Saúde e fraternidade
O delegado”
A carta do delegado foi encaminhada a um assessor do Chefe de Polícia, acompanhada do seguinte parecer, datado de 8 de novembro de 1900:

“Parece-me que ao Sr. Prefeito devem ser pedidas, a bem da ordem e moralidade públicas, as providências que julgar necessárias para a extinção dos casebres e pardieiros a que alude o delegado.”

Dois dias, depois, com um lacônico “Sim”, o Dr. Eneas Galvão, Chefe de Polícia do Distrito Federal, endossava o parecer de seu assessor. Aqui perdemos o fio da meada histórica e não sabemos se jamais o prefeito veio a receber tal correspondência. De qualquer forma, os dois documentos existentes no Arquivo Nacional são importantes por dois motivos. Em primeiro lugar, mostram que o “morro da Favella”, apenas três anos depois do Ministério da Guerra permitir que ali viessem a se alojar os veteranos da campanha de Canudos (terminada em 1º de outubro de 1897), já era percebido pelas autoridades policiais como um “foco de desertores, ladrões e praças do exército”. E mais, a carta do delegado da 10ª circunscrição parece conter a primeira menção à favela como um duplo problema: sanitário e policial (aos quais o assessor de Eneas Galvão acrescentou a “moralidade pública”), que poderia, por isso mesmo, ser resolvido de um só golpe. A idéia da favela como um “foco”, a menção à “limpeza”, isto é, a retórica centrada nas concepções de uma “patologia social” e da “poluição” estava destinada a uma longa permanência na cena institucional carioca do século XX. A proposta de cercar um morro habitado pelas “classes perigosas”, entretanto, não era nova (como os registros da 10ª delegacia assinalavam) e nem parecia ser fruto único e exclusivo da mente das autoridades policiais. Assim podemos depreender de uma notícia publicada também no “Jornal do Brasil”, na famosa coluna “Queixas do Povo”, ainda no mês de novembro de 1900:

“Diversos caixeiros de lojas de fazendas da rua da Carioca vieram pedir que reclamássemos do sr. delegado da 6ª circunscrição urbana as providências contra uma quadrilha de menores gatunos que se acouta no morro de Santo Antônio, perto da passagem dos bonds elétricos.
Anteontem à noite, um desses larápios, auxiliado por um grupo de companheiros, furtou da casa nº 39 daquela rua um par de calças que estava à mostra.”

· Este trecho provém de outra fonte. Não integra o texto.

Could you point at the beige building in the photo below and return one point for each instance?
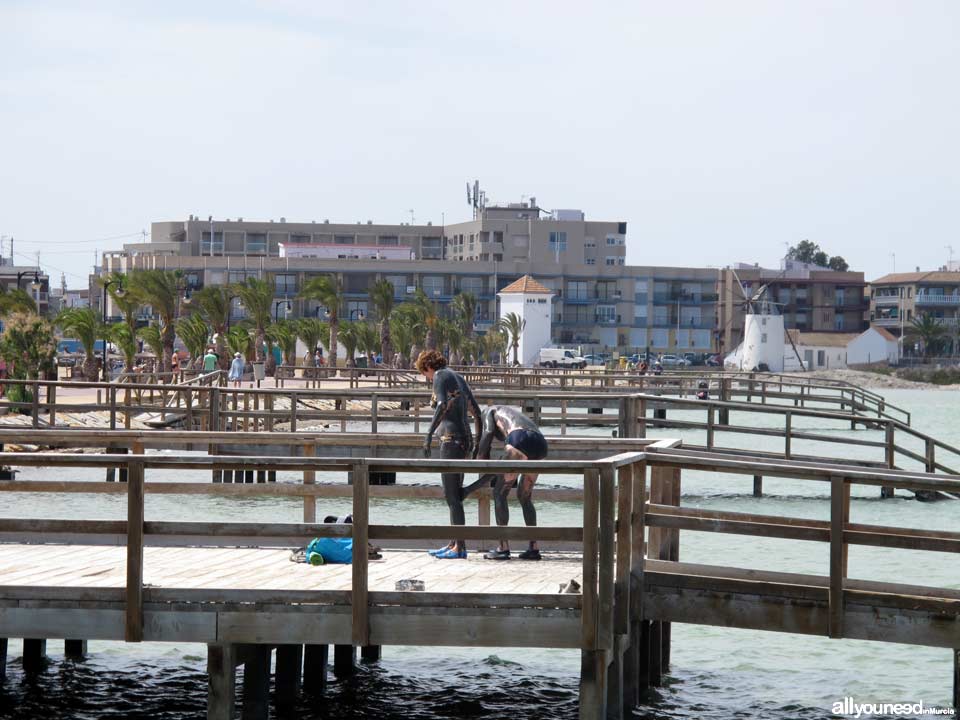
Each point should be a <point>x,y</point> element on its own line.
<point>599,302</point>
<point>810,298</point>
<point>897,299</point>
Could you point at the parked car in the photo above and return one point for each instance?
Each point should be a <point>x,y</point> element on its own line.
<point>558,357</point>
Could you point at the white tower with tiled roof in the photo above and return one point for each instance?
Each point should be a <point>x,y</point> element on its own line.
<point>532,302</point>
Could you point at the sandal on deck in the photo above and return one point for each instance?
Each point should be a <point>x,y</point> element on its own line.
<point>451,554</point>
<point>497,555</point>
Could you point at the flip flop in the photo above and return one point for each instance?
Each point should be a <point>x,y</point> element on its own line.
<point>452,554</point>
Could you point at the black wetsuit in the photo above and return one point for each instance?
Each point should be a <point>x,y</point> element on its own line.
<point>454,400</point>
<point>526,438</point>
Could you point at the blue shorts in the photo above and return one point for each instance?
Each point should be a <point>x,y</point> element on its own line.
<point>529,442</point>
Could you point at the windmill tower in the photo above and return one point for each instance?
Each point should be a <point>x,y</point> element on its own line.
<point>763,334</point>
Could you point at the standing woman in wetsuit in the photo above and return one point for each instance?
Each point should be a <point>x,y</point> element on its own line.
<point>453,400</point>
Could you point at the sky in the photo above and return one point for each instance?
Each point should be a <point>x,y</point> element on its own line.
<point>721,132</point>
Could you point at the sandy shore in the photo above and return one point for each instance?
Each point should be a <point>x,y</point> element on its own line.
<point>873,381</point>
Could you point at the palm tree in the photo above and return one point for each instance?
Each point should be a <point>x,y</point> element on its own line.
<point>349,339</point>
<point>465,311</point>
<point>239,341</point>
<point>257,297</point>
<point>194,333</point>
<point>428,312</point>
<point>214,304</point>
<point>83,324</point>
<point>284,334</point>
<point>161,290</point>
<point>930,331</point>
<point>326,290</point>
<point>381,297</point>
<point>125,339</point>
<point>18,300</point>
<point>513,326</point>
<point>153,340</point>
<point>368,340</point>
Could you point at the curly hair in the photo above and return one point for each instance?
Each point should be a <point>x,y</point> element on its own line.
<point>430,360</point>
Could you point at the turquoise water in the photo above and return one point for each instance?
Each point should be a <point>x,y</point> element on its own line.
<point>715,672</point>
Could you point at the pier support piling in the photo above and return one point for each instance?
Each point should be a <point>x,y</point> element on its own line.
<point>287,682</point>
<point>221,681</point>
<point>34,654</point>
<point>256,683</point>
<point>315,658</point>
<point>344,660</point>
<point>75,649</point>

A relativa insignificância do objeto furtado, entretanto, não parece ter impedido uma reação imediata e coletiva dos comerciantes daquela rua, denotando, talvez, a freqüência do problema:

“Perseguidos pelos reclamantes referidos, evadiram-se por aquele morro, sendo presos somente dois, por um guarda noturno; os outros, antes de fugirem à polícia, juraram aos seus perseguidores vingarem-se deles.”

A providência solicitada pelos comerciantes à autoridade policial é a seguinte:

“Um cerco bem dado, estudando o sr. delegado antecipadamente o terreno do morro, teria bom resultado”.

Extraído da Introdução do livro Um século de favela. Organizado por Alba Zaluar e Marcos Alvito. Rio de Janeiro, FGV, 1998.